Emerging markets will remain the growth engine of the global economy and insurance industry over the next decade, reflecting a continuing shift of economic power from west to east, according to Swiss Re Institute’s latest sigma report.
Discussing the macro-economic trends, the report noted that emerging market growth has moderated in recent years as economies mature and are more exposed to external cyclical factors. Nevertheless, projections still indicate that emerging economies together will account for 60 percent of global growth in 10 years’ time. “In this context, we expect quality rather than speed of growth to be a differentiating factor among the emerging markets themselves,” said the report,
The sigma report noted that the seven largest emerging markets will contribute up to 42 percent of global growth, with China on its own contributing 27 percent.
Economic growth also drives growth in the insurance sector, with the emerging markets’ share of global premiums forecast to increase by about 50 percent over the next 10 years, said the sigma report titled “Emerging markets: the silver lining amid a challenging outlook.”
“Our forecasts show that emerging Asia will lead the charge for premium growth, expanding by three times the world average over the next two years, and China becoming the biggest insurance market in 15 years,” sigma went on to say. Indeed, emerging market premiums are expected to outpace advanced market premium growth by four times during the next decade.

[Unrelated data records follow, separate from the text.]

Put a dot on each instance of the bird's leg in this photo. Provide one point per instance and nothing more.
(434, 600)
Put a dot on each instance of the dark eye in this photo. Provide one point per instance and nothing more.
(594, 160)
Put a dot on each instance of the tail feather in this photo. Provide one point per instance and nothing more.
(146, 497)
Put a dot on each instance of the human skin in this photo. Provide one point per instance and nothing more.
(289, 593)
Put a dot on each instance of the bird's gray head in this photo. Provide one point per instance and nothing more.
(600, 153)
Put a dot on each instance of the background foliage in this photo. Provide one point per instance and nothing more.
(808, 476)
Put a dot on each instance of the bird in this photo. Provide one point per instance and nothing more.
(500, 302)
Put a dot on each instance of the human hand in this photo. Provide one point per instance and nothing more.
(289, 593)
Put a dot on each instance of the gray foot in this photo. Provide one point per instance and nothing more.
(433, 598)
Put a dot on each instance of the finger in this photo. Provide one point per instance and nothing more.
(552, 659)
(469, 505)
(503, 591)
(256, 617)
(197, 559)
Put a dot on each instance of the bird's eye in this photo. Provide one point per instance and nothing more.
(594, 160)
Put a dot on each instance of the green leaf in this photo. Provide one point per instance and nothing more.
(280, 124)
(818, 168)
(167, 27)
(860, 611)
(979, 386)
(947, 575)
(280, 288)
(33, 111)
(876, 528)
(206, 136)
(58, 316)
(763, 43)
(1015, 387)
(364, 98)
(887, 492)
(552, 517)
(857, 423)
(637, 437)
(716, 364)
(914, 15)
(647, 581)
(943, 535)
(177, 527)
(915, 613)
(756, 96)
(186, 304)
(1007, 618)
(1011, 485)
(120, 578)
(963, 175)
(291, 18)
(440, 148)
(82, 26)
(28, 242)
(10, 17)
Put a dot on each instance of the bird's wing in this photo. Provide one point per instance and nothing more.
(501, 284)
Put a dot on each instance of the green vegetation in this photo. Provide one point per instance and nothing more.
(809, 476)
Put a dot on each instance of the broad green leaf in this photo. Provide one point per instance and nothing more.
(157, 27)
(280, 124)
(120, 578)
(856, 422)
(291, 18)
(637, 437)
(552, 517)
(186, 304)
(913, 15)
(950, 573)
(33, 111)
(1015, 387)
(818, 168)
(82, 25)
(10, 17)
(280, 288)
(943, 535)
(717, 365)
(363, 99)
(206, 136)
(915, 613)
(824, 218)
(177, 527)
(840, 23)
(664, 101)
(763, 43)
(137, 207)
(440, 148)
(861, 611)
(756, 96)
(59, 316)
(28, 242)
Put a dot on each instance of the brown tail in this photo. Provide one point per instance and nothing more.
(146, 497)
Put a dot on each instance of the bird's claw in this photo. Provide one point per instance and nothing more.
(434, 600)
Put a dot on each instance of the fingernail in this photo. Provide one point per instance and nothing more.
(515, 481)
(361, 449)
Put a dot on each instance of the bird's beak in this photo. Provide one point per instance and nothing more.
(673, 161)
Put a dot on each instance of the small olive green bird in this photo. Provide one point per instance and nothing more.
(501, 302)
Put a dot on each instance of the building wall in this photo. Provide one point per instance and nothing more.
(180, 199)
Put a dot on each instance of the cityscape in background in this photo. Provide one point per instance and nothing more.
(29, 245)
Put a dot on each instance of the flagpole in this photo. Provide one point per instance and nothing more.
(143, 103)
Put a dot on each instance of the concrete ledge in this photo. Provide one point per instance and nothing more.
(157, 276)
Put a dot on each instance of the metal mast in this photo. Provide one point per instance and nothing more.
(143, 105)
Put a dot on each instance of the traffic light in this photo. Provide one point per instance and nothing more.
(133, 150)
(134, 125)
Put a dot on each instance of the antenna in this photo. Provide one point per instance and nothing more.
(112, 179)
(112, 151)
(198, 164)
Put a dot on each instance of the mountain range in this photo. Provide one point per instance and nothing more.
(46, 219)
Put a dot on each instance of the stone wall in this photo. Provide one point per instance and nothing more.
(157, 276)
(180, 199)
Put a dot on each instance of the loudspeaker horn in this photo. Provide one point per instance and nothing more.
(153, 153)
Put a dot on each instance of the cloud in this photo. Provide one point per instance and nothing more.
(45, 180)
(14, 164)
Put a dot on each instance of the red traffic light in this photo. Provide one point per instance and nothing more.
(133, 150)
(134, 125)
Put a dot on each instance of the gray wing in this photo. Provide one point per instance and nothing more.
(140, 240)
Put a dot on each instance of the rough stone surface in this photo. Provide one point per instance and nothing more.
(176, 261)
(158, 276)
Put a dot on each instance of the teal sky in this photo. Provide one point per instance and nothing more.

The report said that emerging markets’ growth is being driven by a group of industry-specific trends, including:
- Regulatory evolution. Growth-enabling regulation helps increase insurance penetration in emerging markets and create a social safety net, said sigma, pointing to governmental policies that promote insurance take-up, help build financial resilience of households and develop certain industries. For example, compulsory motor third-party liability (MTPL) insurance can protect drivers against liability claims for death or injury to individuals. In addition, international solvency standards are being adopted at different speeds by different emerging nations. They are designed to protect consumers, maintain financial stability and build trust in insurance companies.
- Improvements in market access. Trade barriers reduce competition in re/insurance markets, leading to less customer choice, poorer service, higher premiums and less capacity over the long-term, said sigma. Such protectionism “reduces the growth of affordable risk cover, preventing insurance markets from realizing their full potential and making it difficult to close protection gaps.” Some markets have seen an increasing number of protectionist measures that have reduced market access in recent years, such as limits on foreign ownership of insurance companies. However, insurance markets are generally more open today than they were 10 years ago, said sigma, citing the example of emerging Asian governments that have undertaken additional deregulation and liberalization measures while seeking to improve consumer protection.
- Insurtech revolution. The use of technology in insurance can make products more affordable, business more profitable and provide access to new risk pools, said the report, noting, however, that the adoption of tech is not uniform across emerging markets. While China has become a major enabler of insurtech solutions, adoption has been slower elsewhere, sigma said, citing regulatory barriers that are preventing insurers from using tech solutions to transform their business models. “Flexible regulation, like the stance taken in China, can give insurers the opportunity to increase their involvement in technology companies. It is a crucial step when trying to cater to the rising influence of millennials – a consumer base that is not only tech savvy, but is also willing to share data.” The report indicated that other emerging markets could soon follow China’s lead.
- Growing use of mobile devices. Mobile devices are becoming the most important point of interaction for customers with their insurance providers. “The expansion of the internet and mobile phones is enabling insurers to distribute, underwrite and pay claims online, which in turn helps expand the reach of insurance and close existing protection gaps.”
- Urbanization and investment in infrastructure. Growing urban populations require substantial infrastructure investment to enable sustainable development. Globally, there is a need to invest US$69.4 trillion in infrastructure between 2017 and 2035, said sigma, quoting an October 2017 report from McKinsey Global Institute, titled “Bridging infrastructure gaps has the world made progress?” These infrastructure investments will provide substantial insurance opportunities, generating cumulative construction insurance premium volumes from emerging markets of US$44 billion (in 2017 constant dollars) for the period 2017-2035, said the report. (The report also cited expanding opportunities in personal lines and property catastrophe re/insurance as a result of infrastructure investments.)
- Wider financial inclusion. “Improving access to insurance is particularly valuable for people with low incomes, who often struggle to manage unforeseen financial shocks,” the report said, emphasizing they are particularly vulnerable to shocks such as illness, incapacity to work, and the effects of natural catastrophes and extreme climate events, such as droughts. “For insurers, opening up a new risk pool of several billion customers on the cusp of transformative growth is an attractive proposition to embrace inclusive insurance of emerging consumers. It also helps close the protection gap for a large segment of the world’s population,” noted sigma.